A lei 14.230, de 25 de outubro de 2021 alterou substancialmente a lei 8.429, de 2 de junho de 1992 (LIA), resultando uma grande reforma no sistema de responsabilização por atos de improbidade administrativa.
Segundo artigo 1º, § 4º, da LIA reformada, “o sistema de responsabilização por atos de improbidade administrativa tutelará a probidade na organização do Estado e no exercício de suas funções, como forma de assegurar a integridade do patrimônio público e social, nos termos desta lei. (...) § 4º Aplicam-se ao sistema da improbidade disciplinado nesta lei os princípios constitucionais do direito administrativo sancionador.”
Considerando que é aplicado os princípios constitucionais do direito administrativo sancionador ao sistema da improbidade disciplinado na LIA, torna-se imprescindível que as alterações legais implementadas sejam aplicadas às ações de improbidade administrativas em curso, visto que a retroação da lei mais benéfica é um princípio geral do Direito Sancionatório e não apenas do Direito Penal.
Desta feita, por coerência sistêmica deve-se observar a retroatividade da norma mais favorável ao réu, com amparo no artigo 5º, inciso XL, da Constituição Federal, segundo o qual a lei penal não retroagirá, salvo para beneficiar o réu, ou seja, a lei mais benéfica retroage.
Não se pode olvidar que as condutas tipificadas na lei de Improbidade geram atuação punitiva do Estado. Aliás, se no caso de sanção penal, que é a mais grave das punições, a Constituição Federal determina a retroação da lei mais benéfica, com razão cabe a retroatividade da lei no caso de sanções aplicáveis em virtude da prática de atos de improbidade administrativa, de que trata o artigo 37, § 4º, da Constituição Federal.

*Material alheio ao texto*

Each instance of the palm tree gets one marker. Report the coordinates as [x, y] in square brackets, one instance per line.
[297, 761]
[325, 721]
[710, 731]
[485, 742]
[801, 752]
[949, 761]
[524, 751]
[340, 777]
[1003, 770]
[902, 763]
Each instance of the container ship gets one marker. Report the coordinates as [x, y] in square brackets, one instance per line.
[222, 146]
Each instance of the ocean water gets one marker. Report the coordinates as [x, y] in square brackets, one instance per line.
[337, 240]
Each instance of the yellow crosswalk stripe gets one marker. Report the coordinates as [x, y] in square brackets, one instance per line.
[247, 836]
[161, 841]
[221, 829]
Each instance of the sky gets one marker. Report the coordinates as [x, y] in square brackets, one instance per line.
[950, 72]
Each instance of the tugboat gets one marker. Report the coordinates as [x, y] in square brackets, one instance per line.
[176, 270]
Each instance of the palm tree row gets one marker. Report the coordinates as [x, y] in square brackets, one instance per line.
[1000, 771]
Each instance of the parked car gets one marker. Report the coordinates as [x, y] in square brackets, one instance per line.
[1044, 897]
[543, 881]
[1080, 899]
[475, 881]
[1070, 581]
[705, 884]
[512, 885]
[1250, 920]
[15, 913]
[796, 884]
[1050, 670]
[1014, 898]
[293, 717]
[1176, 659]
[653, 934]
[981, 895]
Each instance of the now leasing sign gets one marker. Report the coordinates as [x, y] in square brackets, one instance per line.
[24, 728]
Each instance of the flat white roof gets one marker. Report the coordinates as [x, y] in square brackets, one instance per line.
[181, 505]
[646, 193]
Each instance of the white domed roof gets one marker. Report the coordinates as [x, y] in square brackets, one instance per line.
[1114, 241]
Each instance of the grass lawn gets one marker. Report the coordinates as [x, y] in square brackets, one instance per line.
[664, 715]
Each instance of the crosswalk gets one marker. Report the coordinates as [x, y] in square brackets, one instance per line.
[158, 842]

Consigna-se, portanto, a aplicação imediata dos dispositivos da lei 14.230, de 25 de outubro de 2021, sobretudo quanto às normas que, sendo mais favoráveis ao requerido, devem retroagir, por imperativo constitucional.

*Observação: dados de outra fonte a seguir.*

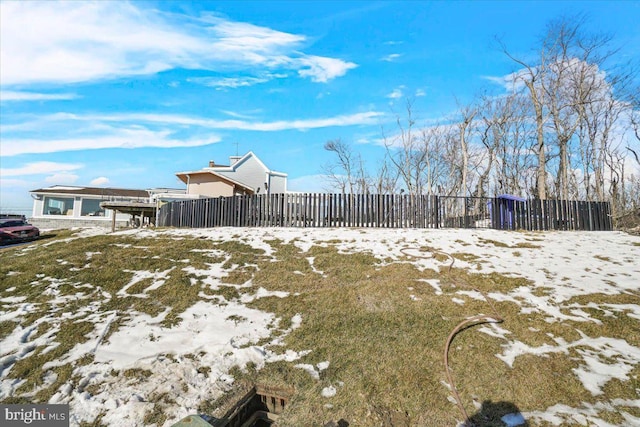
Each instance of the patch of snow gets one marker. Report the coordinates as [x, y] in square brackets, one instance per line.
[328, 391]
[513, 420]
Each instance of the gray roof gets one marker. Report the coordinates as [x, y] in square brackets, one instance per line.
[92, 191]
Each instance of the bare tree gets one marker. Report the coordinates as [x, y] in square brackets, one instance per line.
[405, 152]
[348, 171]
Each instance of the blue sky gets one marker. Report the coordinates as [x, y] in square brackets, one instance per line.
[126, 94]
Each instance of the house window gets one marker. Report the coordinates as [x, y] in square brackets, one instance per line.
[91, 207]
[58, 206]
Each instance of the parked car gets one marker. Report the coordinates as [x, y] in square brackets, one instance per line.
[14, 230]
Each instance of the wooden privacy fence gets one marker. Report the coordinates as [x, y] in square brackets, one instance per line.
[385, 211]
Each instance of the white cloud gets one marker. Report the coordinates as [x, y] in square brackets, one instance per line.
[7, 95]
[141, 137]
[103, 180]
[120, 138]
[86, 41]
[392, 57]
[396, 93]
[62, 178]
[40, 168]
[234, 82]
[321, 69]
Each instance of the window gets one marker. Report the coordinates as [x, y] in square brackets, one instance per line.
[91, 207]
[58, 206]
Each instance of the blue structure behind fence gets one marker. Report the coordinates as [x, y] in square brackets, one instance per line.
[385, 211]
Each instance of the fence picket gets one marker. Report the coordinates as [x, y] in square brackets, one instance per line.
[385, 211]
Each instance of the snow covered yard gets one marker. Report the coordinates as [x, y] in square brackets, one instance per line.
[143, 327]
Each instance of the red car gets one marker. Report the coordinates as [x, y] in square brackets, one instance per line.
[14, 230]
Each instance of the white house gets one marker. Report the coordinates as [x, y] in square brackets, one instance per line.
[244, 175]
[61, 206]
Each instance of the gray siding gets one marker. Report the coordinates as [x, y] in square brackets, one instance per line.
[250, 172]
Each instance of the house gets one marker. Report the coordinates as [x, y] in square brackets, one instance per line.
[244, 175]
[61, 206]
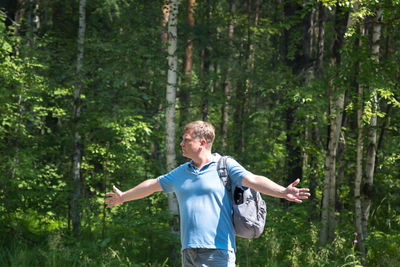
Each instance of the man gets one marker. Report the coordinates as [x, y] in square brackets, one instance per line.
[207, 233]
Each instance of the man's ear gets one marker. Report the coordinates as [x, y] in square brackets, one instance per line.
[203, 142]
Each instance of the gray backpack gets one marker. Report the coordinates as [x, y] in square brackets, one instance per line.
[249, 209]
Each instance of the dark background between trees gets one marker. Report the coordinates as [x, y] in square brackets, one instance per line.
[296, 89]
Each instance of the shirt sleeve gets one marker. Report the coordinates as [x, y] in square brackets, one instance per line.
[236, 172]
[167, 181]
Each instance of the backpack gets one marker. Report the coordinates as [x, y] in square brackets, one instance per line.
[249, 209]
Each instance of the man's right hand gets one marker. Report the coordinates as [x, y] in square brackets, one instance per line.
[115, 198]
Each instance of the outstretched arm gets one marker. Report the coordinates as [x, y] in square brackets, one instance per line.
[268, 187]
[142, 190]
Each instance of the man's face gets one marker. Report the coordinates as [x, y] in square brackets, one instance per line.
[190, 145]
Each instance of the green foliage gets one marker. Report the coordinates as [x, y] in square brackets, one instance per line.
[122, 132]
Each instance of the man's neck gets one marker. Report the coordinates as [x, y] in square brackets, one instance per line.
[202, 159]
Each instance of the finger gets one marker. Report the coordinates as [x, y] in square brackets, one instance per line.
[116, 190]
[296, 182]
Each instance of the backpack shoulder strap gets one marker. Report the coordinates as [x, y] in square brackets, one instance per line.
[223, 172]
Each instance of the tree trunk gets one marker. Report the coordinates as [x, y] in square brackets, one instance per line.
[184, 95]
[77, 154]
[328, 200]
[170, 126]
[321, 38]
[371, 149]
[336, 102]
[228, 83]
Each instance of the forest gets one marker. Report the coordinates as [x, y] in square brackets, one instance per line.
[95, 93]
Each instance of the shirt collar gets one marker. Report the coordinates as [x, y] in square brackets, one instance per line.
[214, 159]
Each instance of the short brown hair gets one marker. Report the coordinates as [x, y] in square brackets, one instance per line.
[201, 129]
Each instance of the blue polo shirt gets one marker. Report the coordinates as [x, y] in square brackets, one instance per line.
[204, 205]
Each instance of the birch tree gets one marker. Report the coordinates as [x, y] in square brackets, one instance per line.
[170, 125]
[76, 157]
[228, 83]
[371, 148]
[336, 106]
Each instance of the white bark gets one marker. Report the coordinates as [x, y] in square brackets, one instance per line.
[171, 98]
[371, 150]
[76, 161]
[328, 200]
[359, 169]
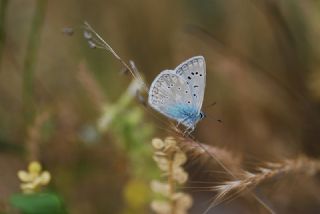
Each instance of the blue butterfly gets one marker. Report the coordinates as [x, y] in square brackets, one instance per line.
[178, 94]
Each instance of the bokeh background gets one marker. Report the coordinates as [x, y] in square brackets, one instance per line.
[68, 105]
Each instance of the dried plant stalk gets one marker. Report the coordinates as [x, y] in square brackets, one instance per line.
[301, 165]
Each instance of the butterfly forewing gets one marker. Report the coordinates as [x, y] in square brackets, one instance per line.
[167, 91]
[193, 71]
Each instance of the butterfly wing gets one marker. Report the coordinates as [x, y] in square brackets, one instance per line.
[193, 71]
[169, 94]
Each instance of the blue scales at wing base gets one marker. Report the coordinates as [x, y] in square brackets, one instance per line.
[184, 114]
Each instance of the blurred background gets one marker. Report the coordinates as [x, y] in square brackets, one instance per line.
[68, 106]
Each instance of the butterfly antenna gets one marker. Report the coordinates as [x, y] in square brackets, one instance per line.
[96, 41]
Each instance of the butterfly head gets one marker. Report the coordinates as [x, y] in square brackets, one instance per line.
[202, 115]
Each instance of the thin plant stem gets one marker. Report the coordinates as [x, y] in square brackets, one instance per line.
[171, 185]
[3, 9]
[30, 61]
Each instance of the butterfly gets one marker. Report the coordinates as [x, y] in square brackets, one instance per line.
[178, 94]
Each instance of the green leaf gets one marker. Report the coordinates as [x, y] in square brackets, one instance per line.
[38, 203]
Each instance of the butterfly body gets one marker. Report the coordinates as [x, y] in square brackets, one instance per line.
[178, 94]
[185, 114]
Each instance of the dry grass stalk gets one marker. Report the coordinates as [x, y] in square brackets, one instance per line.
[203, 152]
[301, 165]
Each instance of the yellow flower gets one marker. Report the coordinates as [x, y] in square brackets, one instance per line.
[33, 179]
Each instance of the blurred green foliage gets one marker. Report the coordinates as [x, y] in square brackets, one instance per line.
[38, 203]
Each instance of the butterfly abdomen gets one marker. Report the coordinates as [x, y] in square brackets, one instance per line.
[185, 114]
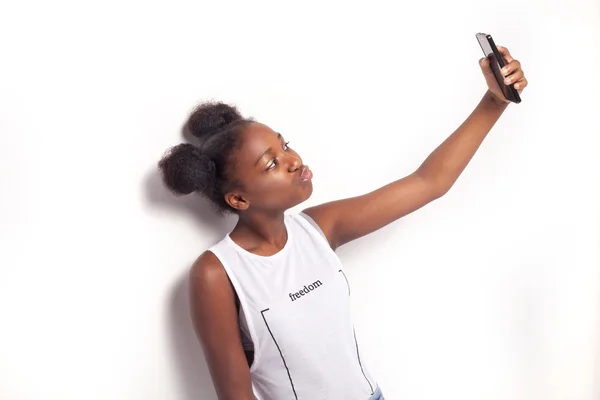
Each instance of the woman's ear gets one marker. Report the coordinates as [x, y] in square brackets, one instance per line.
[237, 201]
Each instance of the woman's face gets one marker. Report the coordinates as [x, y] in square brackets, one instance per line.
[272, 175]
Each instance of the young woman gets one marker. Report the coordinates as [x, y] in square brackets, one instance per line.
[270, 301]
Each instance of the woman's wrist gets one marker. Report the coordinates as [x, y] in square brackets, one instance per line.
[495, 100]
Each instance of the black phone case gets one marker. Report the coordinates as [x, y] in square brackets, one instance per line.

Assim é que as alterações legais comportam aplicação retroativa, por seu caráter sancionatório e por beneficiar o réu, o que respalda a aplicabilidade do novo prazo prescricional às ações de improbidade em curso.
Sustenta-se a imediata aplicabilidade do vigente artigo 23, “caput”, da LIA, o qual determina o prazo prescricional de 8 (oito) anos à aplicação das sanções, contados a partir da ocorrência do fato ou, no caso de infrações permanentes, do dia em que cessou a permanência.
Referido dispositivo legal veicula expressiva modificação no regime de prescrição, com a inclusão dos seguintes marcos interruptivos, após a data dos fatos: (i) o ajuizamento da ação de improbidade administrativa; (ii) a publicação da sentença condenatória; (iii) a publicação de decisão ou acórdão de Tribunal de Justiça ou Tribunal Regional Federal que confirma sentença condenatória ou que reforma sentença de improcedência; (iv) a publicação de decisão ou acórdão do Superior Tribunal de Justiça que confirma acórdão condenatório ou que reforma acórdão de improcedência; (v) a publicação de decisão ou acórdão do Supremo Tribunal Federal que confirma acórdão condenatório ou que reforma acórdão de improcedência.
Dispõe ainda que em caso de interrupção da prescrição, o prazo recomeça a correr do dia da interrupção, pela metade do prazo de 8 (oito) anos previsto no previsto no artigo 23, “caput”, da LIA.
Além disso, a suspensão e a interrupção da prescrição produzem efeitos relativamente a todos os que concorreram para a prática do ato de improbidade. E, caso existam atos de improbidade conexos e objeto do mesmo processo, a suspensão e a interrupção relativas a qualquer deles estendem-se aos demais.
Ao que parece, contudo, é juridicamente viável e possível sustentar que, por força da superveniência da lei 14.230/21, aplica-se o novo prazo de prescrição às ações de improbidade em curso, cuja retroatividade encontra guarida no artigo 1º, § 4º, da LIA.